Очевидно эти драгоценные висюльки благодарственное подношение прихожан, своеобразная расплата с местным святым или почитаемой иконой за чудесное исцеление или еще какую-нибудь благую удачу.

Одинокая свеча, горящая сбоку алтаря, бросает багровые отсветы на блестящий алтарный холст, заключенный в изощренно нарядный золоченый багет. Пламя свечи колеблется, то стелется полого, то взметает в высь, видимо по нефу гуляют сквозняки. Поэтому сам алтарный холст освещается спорадически, отблески света произвольно перемещаются по алтарному изображению. Пытаюсь понять, кто же представлен на холсте, довольно трудная задача, так как различимы только отдельные фрагменты изображения. Но постепенно, суммируя видимое, я прихожу к выводу, что на картине Блаженный Августин. Прежде всего, красный долгополый плащ-хитон с капюшоном на белой подкладке, красная же широкополая шляпа, белые нарукавники, в левой руке зажат молитвенник. Но первостепенно лицо: аскетически изможденное и безбородое, взор глубоко запавших глаз устремлен в горние высоты, к богу.
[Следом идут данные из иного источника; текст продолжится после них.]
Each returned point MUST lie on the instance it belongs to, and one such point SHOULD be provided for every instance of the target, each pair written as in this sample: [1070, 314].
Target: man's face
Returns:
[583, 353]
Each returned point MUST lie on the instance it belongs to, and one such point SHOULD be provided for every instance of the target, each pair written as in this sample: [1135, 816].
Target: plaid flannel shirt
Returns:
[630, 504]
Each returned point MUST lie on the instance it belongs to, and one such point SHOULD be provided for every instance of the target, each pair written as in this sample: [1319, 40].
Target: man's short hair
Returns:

Таким образом, я окончательно уверился, что вижу Августина, епископа африканского города Гиппон, родоначальника христианской философии и истории, автора бессмертного сочинения «О граде божьем». Но вполне возможно, что я заблуждаюсь. И на алтарной композиции написан маслом неизвестный мне кардинал или архиепископ.

Свеча отбросила отблеск вдоль алтаря. Зелено-серое покрывало, какие-то статуи, неясные мне символы и атрибуты и кругом старый, потрескавшийся мрамор. Во мне проснулось однажды прочувствованная, возможно даже привидевшаяся во сне, декадентская ассоциация смерти.
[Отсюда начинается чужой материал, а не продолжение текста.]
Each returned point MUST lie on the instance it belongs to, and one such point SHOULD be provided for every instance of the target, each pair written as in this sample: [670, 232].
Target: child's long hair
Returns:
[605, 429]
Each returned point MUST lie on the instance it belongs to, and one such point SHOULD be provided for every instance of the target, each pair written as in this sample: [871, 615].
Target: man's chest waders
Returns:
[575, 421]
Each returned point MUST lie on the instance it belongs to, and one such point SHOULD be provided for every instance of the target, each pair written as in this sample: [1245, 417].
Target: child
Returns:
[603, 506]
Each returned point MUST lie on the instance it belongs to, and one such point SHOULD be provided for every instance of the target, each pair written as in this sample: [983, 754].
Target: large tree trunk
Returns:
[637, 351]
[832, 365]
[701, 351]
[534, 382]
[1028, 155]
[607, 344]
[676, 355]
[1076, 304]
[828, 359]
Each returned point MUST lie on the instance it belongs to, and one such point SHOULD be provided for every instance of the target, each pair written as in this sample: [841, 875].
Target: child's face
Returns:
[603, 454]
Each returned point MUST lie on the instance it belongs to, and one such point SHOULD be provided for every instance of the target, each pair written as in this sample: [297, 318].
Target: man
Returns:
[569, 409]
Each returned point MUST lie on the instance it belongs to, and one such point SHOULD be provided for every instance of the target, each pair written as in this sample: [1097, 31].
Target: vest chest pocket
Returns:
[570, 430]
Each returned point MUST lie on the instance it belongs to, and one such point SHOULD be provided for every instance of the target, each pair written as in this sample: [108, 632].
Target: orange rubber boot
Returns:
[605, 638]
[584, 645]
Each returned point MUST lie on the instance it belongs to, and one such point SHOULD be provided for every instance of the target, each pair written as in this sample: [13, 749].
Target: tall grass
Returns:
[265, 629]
Три символа сливаясь воедино, образовывали странную, лишенную реальных черт комбинацию, в которой заключен и потусторонний мир, и подсознательный страх кончины. Вот они:

Первое: Латинские древности: триумфальные арки, засыпанные землей, обломанные поверху колоннады, статуи грубых императоров с огромными глазами, пожелтевшие камеи с зализанными от ветхости ликами, мрамор старый, выцветший, будто труп – мрамор. Эти древности по наитию у меня ассоциируются с трупным цветом, с трупным запахом – они мертвецы, извлеченные из могил.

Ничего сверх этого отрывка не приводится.